There has always been a quest regarding the treatment of AIDS/HIV infection that has been haunting the world. Despite the initiation of a global research, AIDS still remains a puzzle to be tackled effectively. Approximately five percent of patients with HIV, or human immunodeficiency virus, do not develop AIDS, or do so very slowly.//

Past research suggested that such patients maintain higher levels of an enzyme in white blood cells called APOBEC-3G (A3G), and the new study confirmed it in the first experiments on human cells. These patients remain healthy even after years of infection with HIV despite receiving no treatment. These results have confirmed the presence of an innate defense system present in such subjects.

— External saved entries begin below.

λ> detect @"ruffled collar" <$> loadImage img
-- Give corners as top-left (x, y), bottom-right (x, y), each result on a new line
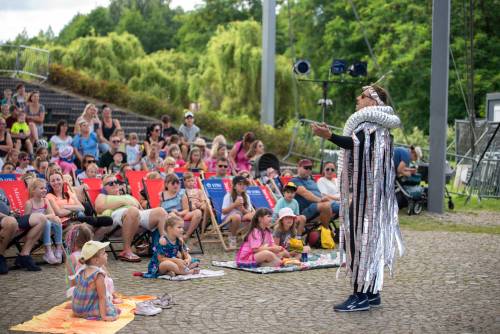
top-left (342, 105), bottom-right (401, 136)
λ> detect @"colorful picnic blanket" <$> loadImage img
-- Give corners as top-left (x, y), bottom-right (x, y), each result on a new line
top-left (158, 269), bottom-right (225, 281)
top-left (212, 252), bottom-right (340, 274)
top-left (10, 295), bottom-right (154, 334)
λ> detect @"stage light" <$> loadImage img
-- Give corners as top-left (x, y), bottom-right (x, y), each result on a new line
top-left (293, 60), bottom-right (311, 75)
top-left (331, 59), bottom-right (346, 75)
top-left (348, 61), bottom-right (367, 77)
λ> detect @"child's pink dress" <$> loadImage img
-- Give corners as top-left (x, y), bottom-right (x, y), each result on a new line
top-left (235, 228), bottom-right (275, 267)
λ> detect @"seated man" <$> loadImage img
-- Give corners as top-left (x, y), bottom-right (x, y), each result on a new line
top-left (394, 146), bottom-right (421, 178)
top-left (210, 157), bottom-right (232, 179)
top-left (291, 159), bottom-right (339, 228)
top-left (95, 174), bottom-right (168, 262)
top-left (0, 189), bottom-right (47, 273)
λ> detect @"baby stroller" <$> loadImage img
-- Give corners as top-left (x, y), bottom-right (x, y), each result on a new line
top-left (252, 153), bottom-right (281, 179)
top-left (395, 174), bottom-right (427, 215)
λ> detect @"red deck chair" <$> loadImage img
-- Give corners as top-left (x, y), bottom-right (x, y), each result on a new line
top-left (81, 178), bottom-right (103, 214)
top-left (125, 170), bottom-right (148, 202)
top-left (0, 180), bottom-right (41, 254)
top-left (0, 179), bottom-right (28, 216)
top-left (280, 176), bottom-right (292, 188)
top-left (142, 179), bottom-right (165, 209)
top-left (313, 174), bottom-right (322, 182)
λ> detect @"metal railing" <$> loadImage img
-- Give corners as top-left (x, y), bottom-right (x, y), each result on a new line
top-left (0, 44), bottom-right (50, 81)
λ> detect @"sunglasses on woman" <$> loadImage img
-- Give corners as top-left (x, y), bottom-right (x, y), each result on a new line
top-left (325, 168), bottom-right (335, 172)
top-left (104, 180), bottom-right (118, 186)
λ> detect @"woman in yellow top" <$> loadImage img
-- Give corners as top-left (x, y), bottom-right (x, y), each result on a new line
top-left (10, 110), bottom-right (33, 155)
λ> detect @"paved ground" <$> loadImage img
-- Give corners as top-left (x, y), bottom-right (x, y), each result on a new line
top-left (1, 228), bottom-right (500, 334)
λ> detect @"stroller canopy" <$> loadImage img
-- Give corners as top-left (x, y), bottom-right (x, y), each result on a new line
top-left (253, 153), bottom-right (280, 178)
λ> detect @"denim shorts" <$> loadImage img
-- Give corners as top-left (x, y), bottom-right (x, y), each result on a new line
top-left (302, 201), bottom-right (340, 220)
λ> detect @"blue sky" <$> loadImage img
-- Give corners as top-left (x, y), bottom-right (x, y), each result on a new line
top-left (0, 0), bottom-right (203, 42)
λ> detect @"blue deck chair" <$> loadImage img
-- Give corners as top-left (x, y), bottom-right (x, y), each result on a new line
top-left (201, 178), bottom-right (231, 250)
top-left (246, 185), bottom-right (272, 210)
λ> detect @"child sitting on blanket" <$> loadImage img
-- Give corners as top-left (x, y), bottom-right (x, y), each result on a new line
top-left (146, 215), bottom-right (200, 278)
top-left (236, 208), bottom-right (287, 268)
top-left (72, 241), bottom-right (120, 321)
top-left (65, 225), bottom-right (122, 304)
top-left (273, 208), bottom-right (310, 260)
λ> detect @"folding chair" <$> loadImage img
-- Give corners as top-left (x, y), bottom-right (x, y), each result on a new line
top-left (125, 170), bottom-right (148, 202)
top-left (0, 180), bottom-right (35, 254)
top-left (143, 178), bottom-right (204, 254)
top-left (313, 174), bottom-right (322, 182)
top-left (246, 185), bottom-right (275, 210)
top-left (200, 179), bottom-right (231, 251)
top-left (81, 178), bottom-right (123, 259)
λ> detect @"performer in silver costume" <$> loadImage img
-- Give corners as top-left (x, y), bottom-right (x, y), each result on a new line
top-left (312, 85), bottom-right (404, 312)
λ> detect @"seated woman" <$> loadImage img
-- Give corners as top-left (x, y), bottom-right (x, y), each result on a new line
top-left (46, 171), bottom-right (85, 227)
top-left (141, 142), bottom-right (163, 171)
top-left (316, 161), bottom-right (340, 201)
top-left (246, 140), bottom-right (265, 166)
top-left (221, 176), bottom-right (255, 249)
top-left (159, 173), bottom-right (202, 242)
top-left (95, 174), bottom-right (168, 262)
top-left (184, 147), bottom-right (207, 172)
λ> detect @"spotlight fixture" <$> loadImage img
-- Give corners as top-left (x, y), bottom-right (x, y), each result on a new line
top-left (348, 61), bottom-right (367, 77)
top-left (331, 59), bottom-right (347, 75)
top-left (293, 59), bottom-right (311, 75)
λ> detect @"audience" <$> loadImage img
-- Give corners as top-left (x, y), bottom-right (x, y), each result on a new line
top-left (316, 161), bottom-right (340, 201)
top-left (0, 80), bottom-right (345, 279)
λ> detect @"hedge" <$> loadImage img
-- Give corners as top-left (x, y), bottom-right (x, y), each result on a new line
top-left (48, 64), bottom-right (297, 157)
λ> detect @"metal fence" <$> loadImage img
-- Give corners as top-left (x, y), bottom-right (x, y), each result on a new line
top-left (0, 44), bottom-right (50, 81)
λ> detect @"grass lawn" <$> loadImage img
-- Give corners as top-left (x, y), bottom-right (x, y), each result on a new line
top-left (398, 194), bottom-right (500, 235)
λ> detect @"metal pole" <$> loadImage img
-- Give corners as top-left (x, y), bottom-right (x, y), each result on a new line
top-left (261, 0), bottom-right (276, 127)
top-left (428, 0), bottom-right (451, 213)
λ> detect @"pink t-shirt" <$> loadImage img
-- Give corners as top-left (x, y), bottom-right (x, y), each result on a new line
top-left (234, 141), bottom-right (250, 172)
top-left (235, 228), bottom-right (275, 266)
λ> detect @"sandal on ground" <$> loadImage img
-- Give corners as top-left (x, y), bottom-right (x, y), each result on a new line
top-left (118, 251), bottom-right (141, 262)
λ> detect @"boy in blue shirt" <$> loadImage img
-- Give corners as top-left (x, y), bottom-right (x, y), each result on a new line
top-left (272, 182), bottom-right (306, 239)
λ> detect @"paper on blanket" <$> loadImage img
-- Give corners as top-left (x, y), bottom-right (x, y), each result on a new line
top-left (10, 295), bottom-right (154, 334)
top-left (158, 269), bottom-right (225, 281)
top-left (212, 252), bottom-right (340, 274)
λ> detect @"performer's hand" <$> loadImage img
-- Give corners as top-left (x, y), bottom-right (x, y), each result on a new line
top-left (311, 122), bottom-right (332, 139)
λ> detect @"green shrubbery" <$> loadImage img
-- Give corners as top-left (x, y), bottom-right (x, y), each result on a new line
top-left (48, 63), bottom-right (294, 156)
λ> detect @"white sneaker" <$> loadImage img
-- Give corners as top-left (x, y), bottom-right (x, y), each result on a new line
top-left (43, 248), bottom-right (59, 265)
top-left (135, 301), bottom-right (162, 316)
top-left (54, 248), bottom-right (63, 263)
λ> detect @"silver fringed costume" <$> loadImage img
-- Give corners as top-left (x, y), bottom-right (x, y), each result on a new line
top-left (337, 105), bottom-right (405, 294)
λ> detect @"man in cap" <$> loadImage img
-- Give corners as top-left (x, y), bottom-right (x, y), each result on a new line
top-left (291, 159), bottom-right (339, 229)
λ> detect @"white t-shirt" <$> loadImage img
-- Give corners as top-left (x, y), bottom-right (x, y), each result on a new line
top-left (126, 144), bottom-right (141, 169)
top-left (50, 135), bottom-right (73, 150)
top-left (221, 192), bottom-right (251, 222)
top-left (317, 177), bottom-right (339, 196)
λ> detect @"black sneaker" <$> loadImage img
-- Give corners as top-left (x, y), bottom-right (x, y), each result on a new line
top-left (333, 293), bottom-right (370, 312)
top-left (0, 255), bottom-right (8, 274)
top-left (14, 255), bottom-right (41, 271)
top-left (367, 292), bottom-right (381, 308)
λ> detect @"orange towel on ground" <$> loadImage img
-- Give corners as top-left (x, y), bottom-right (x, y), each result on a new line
top-left (10, 295), bottom-right (154, 334)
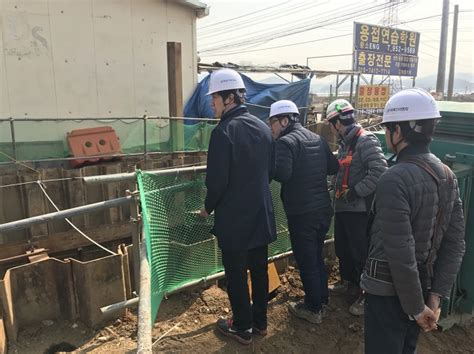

It is believed that A3G "edits," or introduces changes in, the HIV genetic code every time the virus copies itself. By doing so, A3G corrupts the HIV gene code and prevents the virus from reproducing. However, the HIV virus overcomes this difficulty with the help of viral infectivity factor (Vif) that directs the body to destroy A3G. HIV is then free to overwhelm the immune system, leaving patients vulnerable to AIDS infections.

It has been hypothesized that people suffering from the effects of HIV infection do not make or produce sufficient amounts of the A3G protein to combat Vif and shut it down. Therefore protecting whatever amount of A3G that people do have from Vif represents a new way to attack HIV.

To confirm that A3G offers strong protection against HIV, researchers in the current study measured A3G levels in the immune cells of six people not infected with HIV and in 25 patients with the virus. It was found that higher levels of A3G closely corresponded to lower HIV viral levels.

Furthermore, the team determined that nonprogressors have the most A3G editing enzyme, followed by those not infected with HIV and lastly by those progressing toward full-blown AIDS.

The study has t he potential to frame a new prognostic marker for AIDS by enabling the measurement of A3G levels in HIV-infected patients. It will also clarify a previously unrecognized mechanism that underlies slower disease progression in long-term nonprogressors. Lastly, the data suggest that protecting A3G from viral attack may be an important new way to treat AIDS and other viral infections.